Trade News > Air Cargo > Lufthansa Cargo Eyes 2010 Profit

Lufthansa Cargo Eyes 2010 Profit

The Journal of Commerce Online - News Story
Airline to re-activate two idled freighters as cargo volume rises

Lufthansa Cargo could return to operating profit in 2010 after a record loss in 2009 if the steep increase in freight volume in the opening months continues through the year, the airline said.

Europe’s largest air cargo airline also said it will suspend short time work for ground staff during April and May and will end it permanently in September “should the upturn continue.” Short time work was introduced in March 2009.

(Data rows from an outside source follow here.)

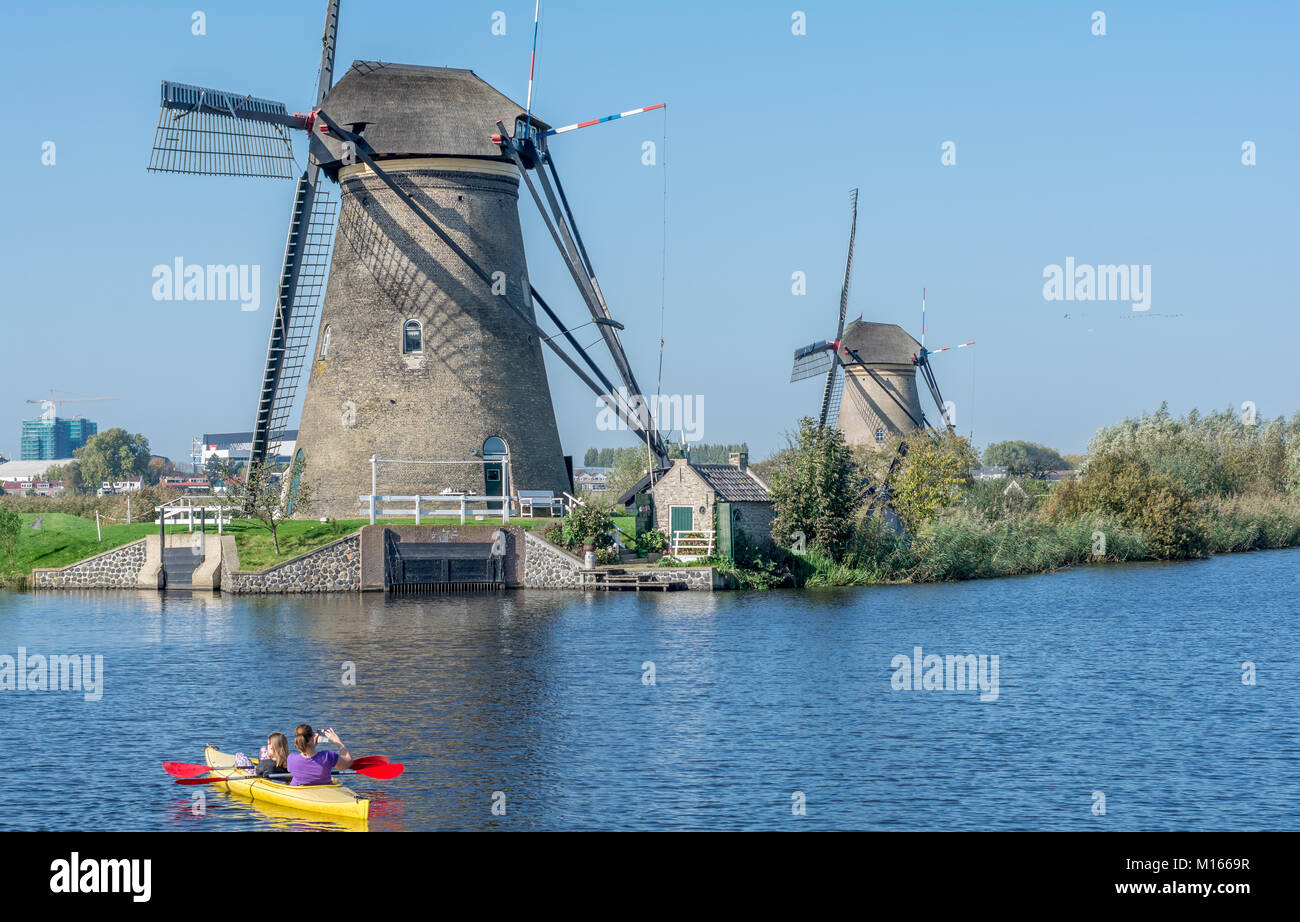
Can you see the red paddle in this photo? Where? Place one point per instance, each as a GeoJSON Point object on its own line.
{"type": "Point", "coordinates": [190, 770]}
{"type": "Point", "coordinates": [380, 771]}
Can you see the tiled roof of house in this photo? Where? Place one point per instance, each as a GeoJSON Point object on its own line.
{"type": "Point", "coordinates": [731, 484]}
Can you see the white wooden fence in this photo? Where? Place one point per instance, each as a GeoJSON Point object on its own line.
{"type": "Point", "coordinates": [690, 545]}
{"type": "Point", "coordinates": [433, 506]}
{"type": "Point", "coordinates": [182, 511]}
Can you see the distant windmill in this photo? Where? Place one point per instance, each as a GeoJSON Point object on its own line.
{"type": "Point", "coordinates": [429, 346]}
{"type": "Point", "coordinates": [875, 366]}
{"type": "Point", "coordinates": [50, 407]}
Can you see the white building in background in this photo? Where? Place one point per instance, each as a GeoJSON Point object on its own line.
{"type": "Point", "coordinates": [592, 479]}
{"type": "Point", "coordinates": [237, 446]}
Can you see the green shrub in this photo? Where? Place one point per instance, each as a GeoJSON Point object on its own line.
{"type": "Point", "coordinates": [588, 524]}
{"type": "Point", "coordinates": [653, 541]}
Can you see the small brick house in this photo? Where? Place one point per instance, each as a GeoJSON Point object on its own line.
{"type": "Point", "coordinates": [687, 496]}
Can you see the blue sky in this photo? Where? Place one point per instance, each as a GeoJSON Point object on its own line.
{"type": "Point", "coordinates": [1117, 148]}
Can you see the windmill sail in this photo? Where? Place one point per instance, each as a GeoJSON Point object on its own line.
{"type": "Point", "coordinates": [219, 133]}
{"type": "Point", "coordinates": [302, 281]}
{"type": "Point", "coordinates": [811, 360]}
{"type": "Point", "coordinates": [833, 390]}
{"type": "Point", "coordinates": [302, 288]}
{"type": "Point", "coordinates": [832, 406]}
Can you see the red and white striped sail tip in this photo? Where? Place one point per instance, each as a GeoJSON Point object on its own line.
{"type": "Point", "coordinates": [606, 118]}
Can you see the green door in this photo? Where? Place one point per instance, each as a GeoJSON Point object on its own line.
{"type": "Point", "coordinates": [680, 520]}
{"type": "Point", "coordinates": [492, 479]}
{"type": "Point", "coordinates": [644, 503]}
{"type": "Point", "coordinates": [726, 532]}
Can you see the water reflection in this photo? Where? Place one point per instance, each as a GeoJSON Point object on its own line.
{"type": "Point", "coordinates": [1123, 679]}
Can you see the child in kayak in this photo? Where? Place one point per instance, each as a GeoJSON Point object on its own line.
{"type": "Point", "coordinates": [274, 757]}
{"type": "Point", "coordinates": [313, 767]}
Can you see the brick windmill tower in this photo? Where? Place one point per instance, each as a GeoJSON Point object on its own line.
{"type": "Point", "coordinates": [417, 358]}
{"type": "Point", "coordinates": [874, 366]}
{"type": "Point", "coordinates": [429, 347]}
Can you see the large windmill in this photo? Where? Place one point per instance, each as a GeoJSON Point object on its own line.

“Ongoing market developments are giving rise to a degree of optimism for 2010,” said Lufthansa Cargo chairman and CEO Carsten Spohr.

“The crisis has bottomed out and demand is rising steeply. We are experiencing a marked upswing, especially in Asia,” Spohr said.

Earlier in the month when it announced a record $234 million operating loss in 2009, Lufthansa Cargo had said it was aiming to return to profit by 2011 at the latest.

“If the dynamics of the market continue, then we could already reach that target in 2010,” Spohr said at the company’s annual press conference.

Lufthansa carried 9 percent more cargo in February than a year ago following an 18.6 percent year-on-year increase in January.

Lufthansa Cargo said it is preparing to re-activate two of its four idled MD-11 freighters in response to growing cargo demand and can bring back the other two at short notice.

“Our goal is to eventually fly with a full fleet of 19 [MD-11] planes again,” Spohr said.

The carrier stressed it would continue to pursue cost savings.” Discontinuation of short time [work] does not mean that the company is abandoning its rigorous savings policy,” said Peter Gerber, Board member Finance and Human Resources.

“The air freight industry has lost four years of growth in the crisis. Cost discipline will, therefore, remain essential for success in the present year,” Gerber said.

Lufthansa Cargo plans to cut unit costs by 10 percent by trimming its payroll and improving processes, Gerber said.

“At the same time, Lufthansa Cargo will be seeking to raise earnings by a minimum of 20 percent,” he added.

The airline recently announced it will cut its worldwide staff by 10 percent, or some 450 jobs.